If the previous SQL statement was an OPEN or a FETCH which caused the
size of the result table to be known, returns the number of rows in the
result
table. For SENSITIVE cursors, this value can be thought of as an
approximation since rows inserted and deleted will affect the next
retrieval of
this value. Otherwise, the value zero is returned.

Assuming the CGI program is returning the results via an open cursor...

Charles


On Wed, Jun 17, 2020 at 3:14 PM Jon Paris <jon.paris@xxxxxxxxxxxxxx> wrote:

Why can you not simply run the regularar select and then immediately
afterwards:

exec sql GET DIAGNOSTICS :Rows = ROW_COUNT ;

That is in theory more accurate since when you do two selects the database
may have changed between the two. Mostly theoretical I know but ...


Jon Paris

On Jun 17, 2020, at 5:03 PM, Greg Wilburn <
gwilburn@xxxxxxxxxxxxxxxxxxxxxxx> wrote:

Nathan...

I don't have that kind of control (I also don't know what you mean by a
"fetch loop"). I am an RPG programmer that has learned SQL as went along.

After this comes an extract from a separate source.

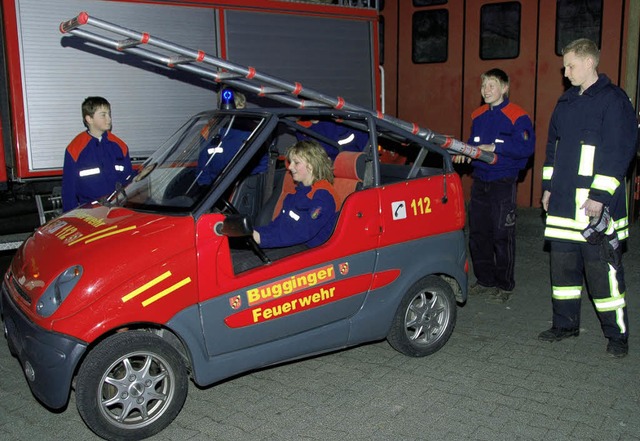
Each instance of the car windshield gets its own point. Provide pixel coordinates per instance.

The application I'm using runs two separate SQL statements.

1. Select count(*) from my_sql_view where...
Then
2. Select field1, field2, field3, etc. from my_sql_view where...

The file and where clause are always the same.
The app creates a grid in the browser and displays a row count at the
bottom.
The app has filters that likely add to the SQL statement.

I'm just trying to get the "count" statement to not take 6x as long as
the select rows statement.
But I can't really change the fundamental way the software works... it
runs two separate statements.

Thx,
Greg

-----Original Message-----
From: MIDRANGE-L [mailto:midrange-l-bounces@xxxxxxxxxxxxxxxxxx] On
Behalf Of Nathan Andelin
Sent: Wednesday, June 17, 2020 2:17 PM
To: Midrange Systems Technical Discussion <midrange-l@xxxxxxxxxxxxxxxxxx

Subject: Re: Hash Table Probe

Greg,

Are we to understand that you're running two select statements? One that
generates a result set? Another that returns a count of 20-40?

Since the count is so low, it might be quicker to count the rows yourself
during a "fetch" loop as opposed to running "select count(*) ..."



On Wed, Jun 17, 2020 at 12:06 PM Greg Wilburn <
gwilburn@xxxxxxxxxxxxxxxxxxxxxxx> wrote:

Sorry... I should have mentioned that I've already been through some of
these explanations.

It's returning a count of 20-40 (that's how many rows meet the
criteria)... The Select is using
OPTIMIZE FOR 250 ROWS (as suggested by the IBM DB group)

The SQL statements are executing within a CGI application... so I can
only
really control the source (view) and the indexes.